21

I'm trying to create a set of Unit Tests to test the Google Client Library for Bigquery. I'm struggling to make a Unittest file which will mock the client and will let me test my inputs. I've provided a simple script with some set functionality to return a list of Tables that belong to the DataSet.

Would somebody show me a sample example of mocking the Google Client Library as the documentation I have found @ https://github.com/googleapis/google-cloud-python/blob/master/bigquery/tests/unit/test_client.py is not directly interacting with the methods of the code, so I am unable to apply it to my code.

Appreciate any ideas or ways to achieve this, I can't seem to find anywhere on Stack Overflow documenting this problem.

Thanks

from google.cloud import bigquery


def get_dataset():
    client = bigquery.Client.from_service_account_json('some_client_secret.json')

    dataset_id = 'some_project.some_dataset'

    dataset = client.get_dataset(dataset_id)
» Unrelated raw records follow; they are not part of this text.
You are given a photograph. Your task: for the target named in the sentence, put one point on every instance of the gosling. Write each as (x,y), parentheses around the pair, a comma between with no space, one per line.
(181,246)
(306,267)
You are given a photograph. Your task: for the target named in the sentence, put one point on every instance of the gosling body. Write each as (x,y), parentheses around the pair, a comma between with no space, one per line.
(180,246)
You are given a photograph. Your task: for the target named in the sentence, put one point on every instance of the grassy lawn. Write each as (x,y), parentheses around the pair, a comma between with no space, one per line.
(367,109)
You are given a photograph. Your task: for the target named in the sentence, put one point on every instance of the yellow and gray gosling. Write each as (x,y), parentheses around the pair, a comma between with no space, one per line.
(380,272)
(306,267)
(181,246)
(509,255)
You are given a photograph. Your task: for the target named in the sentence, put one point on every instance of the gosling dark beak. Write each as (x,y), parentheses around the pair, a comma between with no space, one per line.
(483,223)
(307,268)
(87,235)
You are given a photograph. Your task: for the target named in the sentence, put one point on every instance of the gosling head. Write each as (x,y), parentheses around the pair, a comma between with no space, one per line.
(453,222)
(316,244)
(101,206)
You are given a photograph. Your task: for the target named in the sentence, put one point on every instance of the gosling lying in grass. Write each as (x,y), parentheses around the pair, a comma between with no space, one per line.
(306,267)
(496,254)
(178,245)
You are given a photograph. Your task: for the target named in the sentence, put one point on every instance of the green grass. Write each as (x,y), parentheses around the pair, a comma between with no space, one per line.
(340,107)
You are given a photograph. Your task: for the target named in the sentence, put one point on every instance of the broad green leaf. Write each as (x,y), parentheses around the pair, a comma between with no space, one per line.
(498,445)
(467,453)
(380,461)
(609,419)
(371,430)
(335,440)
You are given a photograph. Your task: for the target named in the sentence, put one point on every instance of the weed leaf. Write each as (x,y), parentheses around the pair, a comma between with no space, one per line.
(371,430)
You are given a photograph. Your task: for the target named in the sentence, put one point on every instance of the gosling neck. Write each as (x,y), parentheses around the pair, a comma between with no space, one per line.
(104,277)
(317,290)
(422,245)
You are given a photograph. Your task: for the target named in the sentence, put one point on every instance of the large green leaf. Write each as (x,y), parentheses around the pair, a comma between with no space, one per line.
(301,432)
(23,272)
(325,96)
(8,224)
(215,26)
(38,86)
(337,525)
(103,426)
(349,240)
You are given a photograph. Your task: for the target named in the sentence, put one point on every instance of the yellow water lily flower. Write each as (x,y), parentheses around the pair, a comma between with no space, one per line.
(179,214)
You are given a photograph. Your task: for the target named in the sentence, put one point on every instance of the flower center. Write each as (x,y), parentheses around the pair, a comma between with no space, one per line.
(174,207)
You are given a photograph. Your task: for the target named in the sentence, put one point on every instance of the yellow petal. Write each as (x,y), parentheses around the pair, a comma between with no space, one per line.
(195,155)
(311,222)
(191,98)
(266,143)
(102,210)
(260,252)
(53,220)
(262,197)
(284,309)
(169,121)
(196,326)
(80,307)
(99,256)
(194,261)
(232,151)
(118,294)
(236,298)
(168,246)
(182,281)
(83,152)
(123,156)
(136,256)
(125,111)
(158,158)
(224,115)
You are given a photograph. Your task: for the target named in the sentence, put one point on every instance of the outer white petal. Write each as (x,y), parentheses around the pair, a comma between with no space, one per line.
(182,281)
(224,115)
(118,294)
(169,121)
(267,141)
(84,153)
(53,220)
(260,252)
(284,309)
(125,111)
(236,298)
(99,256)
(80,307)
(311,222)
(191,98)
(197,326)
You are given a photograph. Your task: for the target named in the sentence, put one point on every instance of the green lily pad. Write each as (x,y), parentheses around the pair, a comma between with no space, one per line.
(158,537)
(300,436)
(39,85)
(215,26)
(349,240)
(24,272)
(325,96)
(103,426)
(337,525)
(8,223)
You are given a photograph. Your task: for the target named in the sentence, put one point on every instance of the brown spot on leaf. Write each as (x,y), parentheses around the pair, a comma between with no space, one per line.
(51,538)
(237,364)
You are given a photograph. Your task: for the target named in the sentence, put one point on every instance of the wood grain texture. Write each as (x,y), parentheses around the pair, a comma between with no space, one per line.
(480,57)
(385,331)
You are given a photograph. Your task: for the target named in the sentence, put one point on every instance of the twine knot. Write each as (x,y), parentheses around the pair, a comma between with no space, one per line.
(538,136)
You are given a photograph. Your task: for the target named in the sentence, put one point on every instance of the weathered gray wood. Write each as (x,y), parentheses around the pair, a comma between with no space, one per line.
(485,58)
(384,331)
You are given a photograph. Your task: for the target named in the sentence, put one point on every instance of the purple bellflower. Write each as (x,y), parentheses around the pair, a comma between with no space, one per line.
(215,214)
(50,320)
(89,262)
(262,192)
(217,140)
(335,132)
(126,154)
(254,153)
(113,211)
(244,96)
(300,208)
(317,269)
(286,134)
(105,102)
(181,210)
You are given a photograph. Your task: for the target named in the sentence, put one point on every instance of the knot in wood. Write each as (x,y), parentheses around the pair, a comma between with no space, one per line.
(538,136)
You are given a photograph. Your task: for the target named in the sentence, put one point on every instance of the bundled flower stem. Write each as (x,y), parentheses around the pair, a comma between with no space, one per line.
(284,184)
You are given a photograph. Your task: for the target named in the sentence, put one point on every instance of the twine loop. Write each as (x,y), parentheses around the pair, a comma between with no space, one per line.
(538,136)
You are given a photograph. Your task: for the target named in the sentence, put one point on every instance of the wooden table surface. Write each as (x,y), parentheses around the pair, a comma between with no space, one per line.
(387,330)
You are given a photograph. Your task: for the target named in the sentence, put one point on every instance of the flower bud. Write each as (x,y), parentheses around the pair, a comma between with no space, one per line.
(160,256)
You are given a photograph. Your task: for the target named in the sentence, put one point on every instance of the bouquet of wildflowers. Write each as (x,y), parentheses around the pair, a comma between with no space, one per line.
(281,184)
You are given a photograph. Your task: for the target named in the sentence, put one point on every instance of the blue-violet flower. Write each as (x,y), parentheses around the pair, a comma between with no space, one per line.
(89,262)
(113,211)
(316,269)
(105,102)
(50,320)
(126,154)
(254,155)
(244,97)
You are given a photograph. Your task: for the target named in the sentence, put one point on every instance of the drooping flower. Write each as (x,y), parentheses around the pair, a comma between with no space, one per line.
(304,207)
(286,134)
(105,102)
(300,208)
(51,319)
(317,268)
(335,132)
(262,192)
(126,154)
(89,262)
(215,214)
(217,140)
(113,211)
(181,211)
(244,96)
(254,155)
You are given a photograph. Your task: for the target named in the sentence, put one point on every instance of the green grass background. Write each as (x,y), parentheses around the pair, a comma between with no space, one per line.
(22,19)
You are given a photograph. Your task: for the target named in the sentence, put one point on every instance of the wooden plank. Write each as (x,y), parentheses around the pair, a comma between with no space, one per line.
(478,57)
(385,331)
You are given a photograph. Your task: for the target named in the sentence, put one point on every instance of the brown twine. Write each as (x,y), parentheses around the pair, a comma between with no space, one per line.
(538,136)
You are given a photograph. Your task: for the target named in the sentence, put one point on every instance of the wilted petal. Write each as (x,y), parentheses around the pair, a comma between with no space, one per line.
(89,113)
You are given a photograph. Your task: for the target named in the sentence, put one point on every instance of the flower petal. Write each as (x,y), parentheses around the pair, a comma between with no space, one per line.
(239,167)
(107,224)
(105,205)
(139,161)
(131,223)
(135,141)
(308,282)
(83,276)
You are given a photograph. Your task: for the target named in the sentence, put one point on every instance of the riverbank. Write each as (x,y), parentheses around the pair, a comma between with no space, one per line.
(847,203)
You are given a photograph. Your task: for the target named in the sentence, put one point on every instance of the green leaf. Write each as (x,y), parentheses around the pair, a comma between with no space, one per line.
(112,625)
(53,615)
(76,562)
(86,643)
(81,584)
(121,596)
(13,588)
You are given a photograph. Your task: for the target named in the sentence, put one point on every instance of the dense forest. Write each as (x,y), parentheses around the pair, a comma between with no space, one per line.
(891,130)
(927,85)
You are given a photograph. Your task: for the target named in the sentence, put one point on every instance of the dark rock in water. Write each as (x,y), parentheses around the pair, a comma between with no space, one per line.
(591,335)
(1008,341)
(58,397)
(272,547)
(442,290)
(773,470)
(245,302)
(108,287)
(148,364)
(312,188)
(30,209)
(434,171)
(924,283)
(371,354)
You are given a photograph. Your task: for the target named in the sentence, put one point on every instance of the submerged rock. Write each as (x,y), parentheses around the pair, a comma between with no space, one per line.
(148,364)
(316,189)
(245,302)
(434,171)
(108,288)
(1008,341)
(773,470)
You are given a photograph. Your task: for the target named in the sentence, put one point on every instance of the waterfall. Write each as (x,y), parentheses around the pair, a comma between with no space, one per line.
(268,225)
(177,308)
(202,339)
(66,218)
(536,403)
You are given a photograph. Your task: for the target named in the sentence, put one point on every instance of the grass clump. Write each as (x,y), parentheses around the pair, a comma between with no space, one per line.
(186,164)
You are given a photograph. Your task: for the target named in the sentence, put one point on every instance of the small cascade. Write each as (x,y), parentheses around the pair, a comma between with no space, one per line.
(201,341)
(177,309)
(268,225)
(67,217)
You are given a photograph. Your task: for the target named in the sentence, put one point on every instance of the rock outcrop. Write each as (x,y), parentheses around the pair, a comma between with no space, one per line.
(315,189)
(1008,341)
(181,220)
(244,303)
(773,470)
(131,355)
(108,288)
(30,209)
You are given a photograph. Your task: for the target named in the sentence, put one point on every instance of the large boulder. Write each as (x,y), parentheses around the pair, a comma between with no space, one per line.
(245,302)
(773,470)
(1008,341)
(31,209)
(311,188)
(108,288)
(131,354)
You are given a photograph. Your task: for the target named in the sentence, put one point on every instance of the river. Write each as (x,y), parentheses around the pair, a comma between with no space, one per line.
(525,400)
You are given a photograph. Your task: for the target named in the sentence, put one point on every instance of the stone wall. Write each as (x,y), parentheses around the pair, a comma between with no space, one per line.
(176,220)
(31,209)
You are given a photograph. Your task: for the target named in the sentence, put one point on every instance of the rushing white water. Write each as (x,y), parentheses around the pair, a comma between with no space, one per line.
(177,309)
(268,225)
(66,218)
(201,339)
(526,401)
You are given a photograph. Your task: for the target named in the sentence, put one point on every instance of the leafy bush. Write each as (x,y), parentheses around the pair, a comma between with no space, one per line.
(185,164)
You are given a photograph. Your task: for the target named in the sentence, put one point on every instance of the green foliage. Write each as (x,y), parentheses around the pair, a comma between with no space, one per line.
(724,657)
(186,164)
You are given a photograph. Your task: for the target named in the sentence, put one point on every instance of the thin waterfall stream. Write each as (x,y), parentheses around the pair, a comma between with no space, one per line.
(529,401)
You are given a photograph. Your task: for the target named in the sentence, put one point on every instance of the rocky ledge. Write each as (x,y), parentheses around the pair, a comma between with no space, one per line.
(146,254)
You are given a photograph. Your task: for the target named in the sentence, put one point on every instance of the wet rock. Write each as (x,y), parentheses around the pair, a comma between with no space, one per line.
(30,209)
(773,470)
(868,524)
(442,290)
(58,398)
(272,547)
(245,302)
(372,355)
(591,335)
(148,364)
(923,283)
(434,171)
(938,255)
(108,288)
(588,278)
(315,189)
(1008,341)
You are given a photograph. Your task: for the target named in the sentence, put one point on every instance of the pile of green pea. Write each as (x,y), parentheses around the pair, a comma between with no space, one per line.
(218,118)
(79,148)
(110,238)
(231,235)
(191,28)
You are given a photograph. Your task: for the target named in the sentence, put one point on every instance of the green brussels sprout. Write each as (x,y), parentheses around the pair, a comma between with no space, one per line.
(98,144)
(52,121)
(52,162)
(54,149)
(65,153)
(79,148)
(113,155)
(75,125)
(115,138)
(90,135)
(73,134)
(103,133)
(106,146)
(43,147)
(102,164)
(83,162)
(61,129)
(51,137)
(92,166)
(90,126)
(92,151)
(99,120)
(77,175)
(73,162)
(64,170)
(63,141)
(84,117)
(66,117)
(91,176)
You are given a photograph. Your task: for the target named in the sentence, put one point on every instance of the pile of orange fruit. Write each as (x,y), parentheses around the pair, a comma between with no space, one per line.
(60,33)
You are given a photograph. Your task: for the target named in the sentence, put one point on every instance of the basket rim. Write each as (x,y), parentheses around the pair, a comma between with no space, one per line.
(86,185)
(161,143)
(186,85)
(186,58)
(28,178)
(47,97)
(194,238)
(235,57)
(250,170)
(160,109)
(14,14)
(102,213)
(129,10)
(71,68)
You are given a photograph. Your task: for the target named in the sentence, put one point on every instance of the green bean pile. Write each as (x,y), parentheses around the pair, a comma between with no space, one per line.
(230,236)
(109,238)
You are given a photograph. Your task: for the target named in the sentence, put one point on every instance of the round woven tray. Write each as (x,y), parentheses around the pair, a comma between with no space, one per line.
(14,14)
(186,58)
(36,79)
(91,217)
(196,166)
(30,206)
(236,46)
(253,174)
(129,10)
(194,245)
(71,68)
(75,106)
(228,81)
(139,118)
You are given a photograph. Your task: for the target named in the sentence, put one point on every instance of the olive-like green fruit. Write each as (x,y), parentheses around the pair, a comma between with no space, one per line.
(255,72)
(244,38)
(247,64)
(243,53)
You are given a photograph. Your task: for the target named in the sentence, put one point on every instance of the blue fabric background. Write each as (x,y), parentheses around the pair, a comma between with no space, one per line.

    full_dataset_id = "{}.{}".format(dataset.project, dataset.dataset_id)
    friendly_name = dataset.friendly_name
    print(
        "Got dataset '{}' with friendly_name '{}'.".format(
            full_dataset_id, friendly_name
        )
    )

    # View dataset properties
    print("Description: {}".format(dataset.description))
    print("Labels:")
    labels = dataset.labels
    if labels:
        for label, value in labels.items():
            print("\t{}: {}".format(label, value))
    else:
        print("\tDataset has no labels defined.")

    # View tables in dataset
    print("Tables:")
    tables = list(client.list_tables(dataset))  # API request(s)
    if tables:
        for table in tables:
            print("\t{}".format(table.table_id))
    else:
        print("\tThis dataset does not contain any tables.")
Py.Jordan
  • 415
  • 1
  • 4
  • 16

2 Answers2

36

It took a fair amount of Googling, and trial and error, to figure out how to do this, and I just got it working, so I thought it was worth sharing.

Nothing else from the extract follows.